Because the MDIS drivers and tools are common source (used for Linux and VxWorks) it's not possible to insert native Linux function calls into the sources (without using #ifdef sections, which we want to avoid).

Maybe it is possible to achieve the same behavior by using the linux chrt tool to set the SCHED_FIFO policy for mscan_pingpong. See https://man7.org/linux/man-pages/man1/chrt.1.html e.g. > chrt -f mscan_pingpong ...
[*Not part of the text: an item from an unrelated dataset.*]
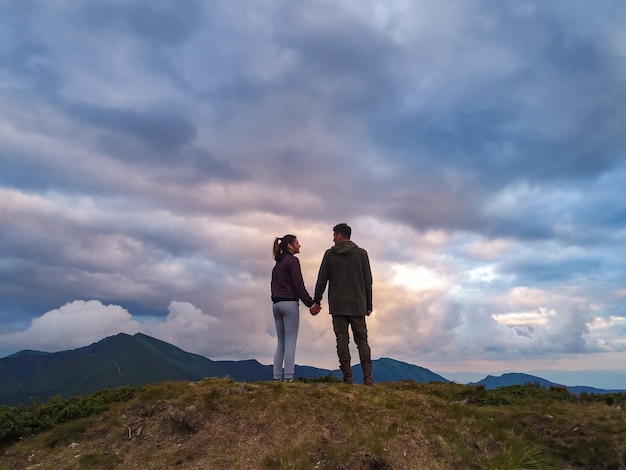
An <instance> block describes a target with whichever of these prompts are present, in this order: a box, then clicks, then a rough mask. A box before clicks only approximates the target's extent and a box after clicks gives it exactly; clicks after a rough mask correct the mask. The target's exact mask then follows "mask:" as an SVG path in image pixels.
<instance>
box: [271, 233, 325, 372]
mask: <svg viewBox="0 0 626 470" xmlns="http://www.w3.org/2000/svg"><path fill="white" fill-rule="evenodd" d="M296 253H300V243H298V239H297V238H296V236H295V235H285V236H284V237H282V238H276V239H275V240H274V247H273V250H272V254H273V255H274V259H275V260H276V265H275V266H274V269H272V282H271V291H272V303H273V306H272V310H273V312H274V321H275V322H276V334H277V336H278V345H277V346H276V353H275V354H274V380H276V381H280V380H281V377H282V375H283V374H282V372H283V363H284V367H285V381H287V382H293V372H294V364H295V360H296V340H297V338H298V326H299V324H300V312H299V310H298V299H300V300H302V302H303V303H304V305H306V306H307V307H309V311H310V312H311V313H313V312H314V311H315V310H317V311H316V312H315V313H317V312H318V311H319V310H318V309H319V307H317V306H316V305H314V303H313V299H312V298H311V296H310V295H309V293H308V292H307V290H306V288H305V287H304V280H303V279H302V271H301V270H300V261H299V260H298V258H296V257H295V256H294V255H295V254H296Z"/></svg>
Please test if you get the same results by calling mscan_pingpong with chrt and unmodified mscan_pingpong sources. My colleague tried this in his test setup just now, but he got the same error rate. He is using 6 can instances in his test setup. Please make an additional test with your modified mscan_pingpong with 2-3 simultaneous running mscan_pingpong calls (with 4-6 can instances).

dpfeuffer commented 2 years ago

Today we decided to postpone the MSCAN driver problem. The investigating requires deep knowledge of the driver and FPGA IP core functionality and is time consuming. We do not have the time to support you with this task at the moment. I lower down the priority and remove it from the 13MD05-90_02_05 milestone.